I always remember the first day back at school in September as a child. Trying to pick up a pencil and write a sentence - it was as if I’d never ever done it before! The muscles in my hand that used to finely (okay not that fine as handwriting never was my strong point!) control the pencil had been reduced to ruins after 6 weeks of inactivity. Don’t get me wrong, the holidays were actually very active, but mainly in the form of playing football and cricket with my younger brother in the garden or at the beach.
I imagine I was not alone and from my years of teaching primary aged children, I KNOW that the same is true in thousands of households across the country every summer. This phenomenon has been named the Summer Slide or (as I prefer) the Summer Slump.
Now if six weeks of inactivity can have that effect on a child’s hand muscles, think what it will have on the brain! Already in the month or so since SATS, I have noticed the year 6 pupils I work with outside of school lose quite a few of the skills they had become ‘expert’ at only a short time ago. Add the summer break onto this and teachers far and wide will despairingly cry in September, ‘How on earth was this child assessed as Expected / Greater Depth?!’
So what can be done to help avoid this Slump?
Firstly, I want to stress that summer holidays should be just that - a holiday! It is important to get some quality family time, enjoy the weather if it is nice, and give children experiences that they won’t get at school. However, if we can throw in a bit of reading, some short, fun maths activities and even a bit of writing (to keep those hand muscles alive) then it’ll make a massive difference come September.
I believe the key here is doing things in short bursts. Avoid workbooks and worksheets and make activities practical. For younger children, add a notebook and pens into their games to encourage writing: menus, packing lists for holidays, recording scores of garden sports matches, anything you can think of! Take part in the Summer Reading Challenge at your local library but don’t rush it - spread it out over the whole six weeks and give your children ownership of choosing their own books to read.

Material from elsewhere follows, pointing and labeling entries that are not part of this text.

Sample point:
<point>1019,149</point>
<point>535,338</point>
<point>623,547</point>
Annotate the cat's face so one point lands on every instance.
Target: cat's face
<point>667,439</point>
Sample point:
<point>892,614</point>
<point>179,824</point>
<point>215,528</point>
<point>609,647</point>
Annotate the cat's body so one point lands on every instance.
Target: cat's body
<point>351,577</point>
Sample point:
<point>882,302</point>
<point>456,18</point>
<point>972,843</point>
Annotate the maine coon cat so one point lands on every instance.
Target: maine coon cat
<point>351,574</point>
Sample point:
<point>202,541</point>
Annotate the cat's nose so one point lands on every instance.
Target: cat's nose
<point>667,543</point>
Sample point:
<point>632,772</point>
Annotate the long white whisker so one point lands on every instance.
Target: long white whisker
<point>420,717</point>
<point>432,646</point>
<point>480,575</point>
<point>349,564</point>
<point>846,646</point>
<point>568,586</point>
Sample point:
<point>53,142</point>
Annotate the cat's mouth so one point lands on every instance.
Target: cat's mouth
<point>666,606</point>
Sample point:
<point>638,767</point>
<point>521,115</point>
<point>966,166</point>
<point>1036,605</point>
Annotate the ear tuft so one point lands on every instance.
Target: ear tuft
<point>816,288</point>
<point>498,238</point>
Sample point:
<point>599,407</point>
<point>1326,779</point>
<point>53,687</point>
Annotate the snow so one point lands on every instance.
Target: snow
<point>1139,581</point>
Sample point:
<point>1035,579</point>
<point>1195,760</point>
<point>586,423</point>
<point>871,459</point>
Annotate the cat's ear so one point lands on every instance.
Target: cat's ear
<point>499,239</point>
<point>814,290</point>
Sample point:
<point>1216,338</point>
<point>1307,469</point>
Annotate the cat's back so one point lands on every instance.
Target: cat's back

For maths, you could go over some of the skills they learnt last year and then use these in some number games and challenges. Our Number Stacks videos and games are ideal for short bursts of learning and, because they are all practical, children don’t see it as ‘work’. If you haven’t already, check out what’s on our website: www.numberstacks.co.uk
Six weeks will fly by so don’t put it off - make a promise to yourself to squeeze some short learning activities in amongst all the fun. Your child (and their new teacher!) will certainly be thankful when that first day back at school comes along and they can pick up where they left off!